OK, Say that you just want your dog to sit. And you want to do it now. in one motion. In one word. in one minute and you want it to last forever after.
Here is the mother load...
do not feed your dog for 6-12 hours before you teach the dog the trick. The more hungry he is the more he will learn and retain what he has learned. Now do not tell anyone this secret and you will be ahead of the others.
Then reward the dog with one hot dog cut up into 100 tiny pieces and put those pieces in a baggy.
Step one. Teach the dog that the English word sit, means to, (and place the dog in a sit) then give the dog a small piece of that hot dog...

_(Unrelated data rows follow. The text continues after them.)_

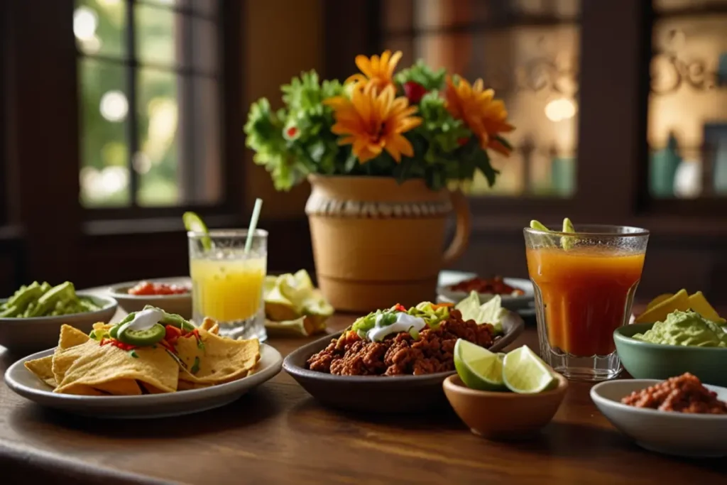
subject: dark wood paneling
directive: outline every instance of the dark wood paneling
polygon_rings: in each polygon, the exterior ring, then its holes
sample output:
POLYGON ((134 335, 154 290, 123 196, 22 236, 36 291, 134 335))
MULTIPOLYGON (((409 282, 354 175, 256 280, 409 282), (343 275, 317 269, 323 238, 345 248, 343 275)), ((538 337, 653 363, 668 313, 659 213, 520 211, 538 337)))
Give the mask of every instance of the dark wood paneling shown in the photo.
MULTIPOLYGON (((308 220, 262 221, 270 233, 269 273, 313 271, 308 220)), ((77 287, 114 281, 189 274, 187 236, 183 231, 137 234, 95 235, 81 246, 84 268, 76 271, 77 287)))
POLYGON ((5 0, 9 162, 17 180, 27 276, 63 281, 78 267, 78 95, 73 0, 5 0))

now, Jim knows that dog is going to take his fingers off.... So Jim pulls his hand away and the dog gets up to get the piece ... wrong move. Owner/trainer fault.... Not the dogs fault. it is never the dogs fault!! bbbeeeeppppp the bell goes off and you loose.
So lets put on our thinking caps and figure out a way to give the hungry dog that reward without making the dog move...
Close your fist. Dah...
when the dog puts his butt off The floor, (tornado...... ) Wham... right now, right as the butt comes off the floor... expect it.... And watch for it. but...
If it doesn't, open your fist ... and reward the dog for not getting up.
If your dog gets excited by your voice, do not say anything... dahh...
Do it again.
do it again
and again
now, walk two feet away and call the dog to come along with you... now tell the dog to sit and place the closed fist above the dogs head 2 ft. up from the dogs eyes and tell the dog sit. when the pups butt goes down (because the dog must sit to see the hand because his body is on the same plane as the floor perpendicular, and in order to see up over his head his butt must go down and his head up to see the hand.) whalla and another dah... hehe
Reward...
reward
reward
reward
And reward...
Do it once more to know that the dog has got it...
And then do the same thing with the down...
This time the placement of your closed fist is between the front legs 1 inch infront of where the nose can smell the fist. Any further from the nose and the animal will get up to go to the fist. and then YOU ARE WRONG again ... the dog is never wrong. It is always your fault for doing something wrong not the pups.
if for any reason the pup is not doing what you (the intelligent human being wants) ... then you are not so smart as you think...
Go get a book ... on training your dog cause you have fooled yourself into believing that you are an animal/dog trainer superior...
hehe
Now questions about raw foods.
I have found that my animals like their "raw" foods cooked in a pressure cooker for about 10 minutes or so. And then they like the juice over the kibbles.
now, rodents they like raw. squirrels, gophers, mice, birds, etc. they only like them raw because they are still alive. if they were dead, they wouldn't like them as much, but ... since there are 5 dogs in the kennel, the dominate one must eat it. lol
If I threw a raw whole chicken in the kennel, sooner and winny would scrap for it. Maybe the little ones, but they are older now and would be told to leave the scene by the bitches.
If I bought chicken wings I would give one frozen wing to a pup of 10 weeks or older as a treat, but nothing bigger because I want my dogs to eat the food I prepare for them.
If I wanted to get my dog a bone to keep him busy then I would either pick up a raw hide bone or a real bone from the butcher.
If I couldn't find real bones I would get human stew bones for the younger dogs only as the older dogs would/could choke on them. Too small.